Les généraux Hocine Benhadid, Mohamed Mediene dit Toufik, Ali Ghediri et Khaled Nezzar constituaient une véritable menace pour Gaïd-Salah, si bien que leur emprisonnement était, à ses yeux, la seule manière de les neutraliser. Les quatre officiers qui ont eu à occuper des fonctions stratégiques au sein de l’armée – et du gouvernement s’agissant de Khaled Nezzar – pouvaient, s’ils n’étaient pas réduits au silence, freiner le chef d’état-major dans son ambition démesurée qui visait à maintenir Bouteflika au pouvoir – même sur une chaise roulante –, en ce sens que sa déchéance aurait immanquablement entraîné sa propre chute.

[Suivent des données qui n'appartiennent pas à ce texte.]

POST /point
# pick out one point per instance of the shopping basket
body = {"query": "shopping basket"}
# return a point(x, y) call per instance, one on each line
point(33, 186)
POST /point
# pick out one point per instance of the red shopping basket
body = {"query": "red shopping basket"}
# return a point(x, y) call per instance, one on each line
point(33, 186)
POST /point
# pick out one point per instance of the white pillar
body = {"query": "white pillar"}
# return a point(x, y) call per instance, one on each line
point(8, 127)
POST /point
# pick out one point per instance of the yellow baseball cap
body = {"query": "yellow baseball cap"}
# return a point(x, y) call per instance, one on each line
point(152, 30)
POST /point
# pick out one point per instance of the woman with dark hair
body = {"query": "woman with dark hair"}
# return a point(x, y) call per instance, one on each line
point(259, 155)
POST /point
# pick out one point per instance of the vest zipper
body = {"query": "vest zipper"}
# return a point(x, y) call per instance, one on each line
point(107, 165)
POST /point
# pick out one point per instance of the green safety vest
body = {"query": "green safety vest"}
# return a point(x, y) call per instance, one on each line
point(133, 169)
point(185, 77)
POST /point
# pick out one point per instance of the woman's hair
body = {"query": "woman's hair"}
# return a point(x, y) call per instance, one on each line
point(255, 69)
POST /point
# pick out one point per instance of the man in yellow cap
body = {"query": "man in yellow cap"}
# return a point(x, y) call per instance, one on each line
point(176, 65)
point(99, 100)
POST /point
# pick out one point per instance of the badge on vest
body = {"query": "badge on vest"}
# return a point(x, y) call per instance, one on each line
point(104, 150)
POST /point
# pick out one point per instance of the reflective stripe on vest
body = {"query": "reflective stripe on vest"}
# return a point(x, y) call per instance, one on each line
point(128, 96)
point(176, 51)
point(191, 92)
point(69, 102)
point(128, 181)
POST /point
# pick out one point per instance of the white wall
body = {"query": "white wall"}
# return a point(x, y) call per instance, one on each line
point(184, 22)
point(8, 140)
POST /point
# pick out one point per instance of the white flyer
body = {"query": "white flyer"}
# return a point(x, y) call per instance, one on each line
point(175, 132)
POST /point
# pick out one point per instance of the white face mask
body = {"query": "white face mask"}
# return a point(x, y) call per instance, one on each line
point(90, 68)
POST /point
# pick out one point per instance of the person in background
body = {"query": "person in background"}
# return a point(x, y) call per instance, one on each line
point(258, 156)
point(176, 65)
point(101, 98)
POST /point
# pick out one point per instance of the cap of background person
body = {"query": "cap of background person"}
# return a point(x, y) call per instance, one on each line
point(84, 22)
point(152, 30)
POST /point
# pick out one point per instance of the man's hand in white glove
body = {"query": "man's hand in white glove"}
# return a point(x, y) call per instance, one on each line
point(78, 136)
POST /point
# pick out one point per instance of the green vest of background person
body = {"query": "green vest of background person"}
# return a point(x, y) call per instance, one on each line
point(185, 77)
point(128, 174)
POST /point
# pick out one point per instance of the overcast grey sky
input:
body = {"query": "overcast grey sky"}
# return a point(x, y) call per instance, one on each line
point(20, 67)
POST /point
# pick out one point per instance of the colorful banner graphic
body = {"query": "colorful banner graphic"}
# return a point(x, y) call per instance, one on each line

Puis, quand le peuple s’est soulevé et a exigé le départ de Bouteflika, Gaïd-Salah s’est servi du Mouvement de contestation populaire pour se débarrasser du boulet Bouteflika, pérenniser le système et, ainsi, tirer son épingle du jeu.
La manœuvre avait réussi jusqu’à ce que la mort en décidât autrement.
A. S.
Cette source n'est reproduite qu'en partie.